Mereka berdua berpegangan tangan semalaman, dengan Ichigo tidur di lantai dengan alas selimut tipis. Posisi itu jelas akan membuat Ichigo sakit punggung keesokkan harinya, tapi dia tidak bisa peduli. Dia memegang Rukia, tangan mungil Rukia di tangannya yang besar, dan semuanya tidak masalah lagi. Persetan dengan ujian Profesor Unohana, persetan dengan universitas, dengan uang kontrak apartemen – saat ini yang dia pedulikan hanya Rukia, Rukia, Rukia. Tangannya yang mungil, nafasnya yang teratur saat dia tertidur, bulu matanya yang panjang – saat itu seperti untuk pertamakali dalam sembilan belas tahun hidupnya, Ichigo tertidur pulas.

Rukia terbangun keesokan harinya karena getaran telepon genggam. Saat itu jam di telepon genggamnya menunjukkan pukul sembilan pagi, dan sebuah pesan dari Byakuya menghiasi layarnya.

"Rukia, kau dimana? Kalau kau baik-baik saja, cepat pulang."

Setengah tertidur, Rukia mengetik balasan dengan cepat.

"Aku di rumah Hinamori. Jangan khawatir, aku akan segera pulang."

Rukia berbohong, untuk pertama kalinya kepada Byakuya. Dia harus segera menghubungi Hinamori kalau-kalau Byakuya mengecek. Kalau sampai Byakuya tahu bahwa dia tidur di rumah Ichigo... Rukia memandang tangan kanannya yang masih digenggam erat oleh Ichigo. Lelaki itu masih tertidur dengan pulas. Rukia dapat melihat air liur yang mengering di sudut mulutnya dan dia nyaris tertawa-

"KU-RO-SA-KI-KUUN!"

Sebuah suara ceria mengagetkan Rukia. Setelah itu terdengar suara ketokan pintu beberapa kali.

"Kurosaki-kun! Kau sudah bangun?"

Rukia memandang Ichigo yang masih pulas tertidur.

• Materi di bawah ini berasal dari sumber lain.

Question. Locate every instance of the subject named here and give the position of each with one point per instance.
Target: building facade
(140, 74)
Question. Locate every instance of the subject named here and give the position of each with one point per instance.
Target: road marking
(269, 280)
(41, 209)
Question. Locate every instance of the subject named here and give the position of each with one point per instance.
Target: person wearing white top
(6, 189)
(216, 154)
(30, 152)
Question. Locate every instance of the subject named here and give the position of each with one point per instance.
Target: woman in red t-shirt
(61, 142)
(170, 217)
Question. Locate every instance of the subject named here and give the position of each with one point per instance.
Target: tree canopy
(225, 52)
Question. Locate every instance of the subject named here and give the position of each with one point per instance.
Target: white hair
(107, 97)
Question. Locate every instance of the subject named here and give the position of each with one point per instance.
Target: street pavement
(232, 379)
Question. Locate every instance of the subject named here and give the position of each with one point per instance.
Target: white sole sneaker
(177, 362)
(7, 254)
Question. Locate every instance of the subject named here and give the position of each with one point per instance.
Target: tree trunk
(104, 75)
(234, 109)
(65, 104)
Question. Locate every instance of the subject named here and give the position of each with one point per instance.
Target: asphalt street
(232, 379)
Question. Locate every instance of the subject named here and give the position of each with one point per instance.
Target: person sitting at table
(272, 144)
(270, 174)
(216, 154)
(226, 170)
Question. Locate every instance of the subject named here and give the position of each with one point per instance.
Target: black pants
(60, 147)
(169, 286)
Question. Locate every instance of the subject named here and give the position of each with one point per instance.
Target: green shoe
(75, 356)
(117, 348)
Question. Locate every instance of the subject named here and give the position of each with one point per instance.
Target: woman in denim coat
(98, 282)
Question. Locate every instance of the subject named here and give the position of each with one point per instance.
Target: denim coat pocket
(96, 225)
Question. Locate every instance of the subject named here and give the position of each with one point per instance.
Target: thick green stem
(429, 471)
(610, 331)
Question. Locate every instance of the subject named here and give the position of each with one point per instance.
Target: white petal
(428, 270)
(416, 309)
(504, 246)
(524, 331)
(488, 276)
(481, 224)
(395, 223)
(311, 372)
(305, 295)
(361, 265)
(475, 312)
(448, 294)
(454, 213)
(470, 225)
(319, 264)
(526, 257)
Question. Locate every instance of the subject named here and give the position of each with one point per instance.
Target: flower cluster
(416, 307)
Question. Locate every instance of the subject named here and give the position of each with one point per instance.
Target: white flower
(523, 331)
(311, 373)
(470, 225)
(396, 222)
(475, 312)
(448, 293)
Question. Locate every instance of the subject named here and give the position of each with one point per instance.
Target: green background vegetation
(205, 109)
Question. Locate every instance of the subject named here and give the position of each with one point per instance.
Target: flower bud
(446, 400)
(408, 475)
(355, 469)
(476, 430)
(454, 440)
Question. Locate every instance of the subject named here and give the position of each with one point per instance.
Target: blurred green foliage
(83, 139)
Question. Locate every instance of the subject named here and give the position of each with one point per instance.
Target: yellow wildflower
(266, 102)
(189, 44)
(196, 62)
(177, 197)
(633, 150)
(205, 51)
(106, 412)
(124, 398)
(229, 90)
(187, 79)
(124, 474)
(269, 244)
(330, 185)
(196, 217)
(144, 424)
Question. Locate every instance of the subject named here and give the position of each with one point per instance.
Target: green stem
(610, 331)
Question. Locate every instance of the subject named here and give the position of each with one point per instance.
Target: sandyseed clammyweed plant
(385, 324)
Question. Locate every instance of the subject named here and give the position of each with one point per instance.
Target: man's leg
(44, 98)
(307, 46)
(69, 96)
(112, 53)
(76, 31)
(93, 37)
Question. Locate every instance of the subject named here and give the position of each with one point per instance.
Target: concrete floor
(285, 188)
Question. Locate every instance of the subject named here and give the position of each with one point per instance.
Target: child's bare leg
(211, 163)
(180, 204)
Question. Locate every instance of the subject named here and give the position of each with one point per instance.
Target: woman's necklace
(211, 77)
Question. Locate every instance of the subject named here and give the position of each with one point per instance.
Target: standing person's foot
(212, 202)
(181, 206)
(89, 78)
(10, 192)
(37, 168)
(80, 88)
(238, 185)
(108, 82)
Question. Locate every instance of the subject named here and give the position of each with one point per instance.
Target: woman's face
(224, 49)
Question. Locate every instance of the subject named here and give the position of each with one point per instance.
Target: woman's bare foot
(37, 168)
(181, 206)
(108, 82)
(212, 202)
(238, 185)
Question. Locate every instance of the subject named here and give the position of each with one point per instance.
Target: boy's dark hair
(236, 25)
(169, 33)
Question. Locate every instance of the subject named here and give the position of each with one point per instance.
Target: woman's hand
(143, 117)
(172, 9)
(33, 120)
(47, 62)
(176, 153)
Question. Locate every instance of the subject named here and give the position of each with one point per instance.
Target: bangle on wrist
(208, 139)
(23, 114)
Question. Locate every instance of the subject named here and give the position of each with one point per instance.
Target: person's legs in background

Sepertinya yang memanggil adalah teman Ichigo. Dengan pelan Rukia melepaskan genggaman tangan Ichigo – sedikit susah, karena Ichigo menggenggam tangannya dengan erat – dan membuka pintu.

Di hadapan Rukia adalah seorang wanita dengan rambut cokelat kemerahan sepinggang. Wanita itu memakai blus berwarna biru dengan rok putih selutut. Wajahnya kaget melihat Rukia, tapi dia buru-buru menguasai dirinya.

"Halo," katanya ceria, meski agak dibuat-buat sekarang, "Apa Kurosaki-kun ada?"

"Ichigo masih tidur," jawab Rukia, dan ekspresi wanita itu tambah kaget karena Rukia memanggil Ichigo dengan sangat familiar.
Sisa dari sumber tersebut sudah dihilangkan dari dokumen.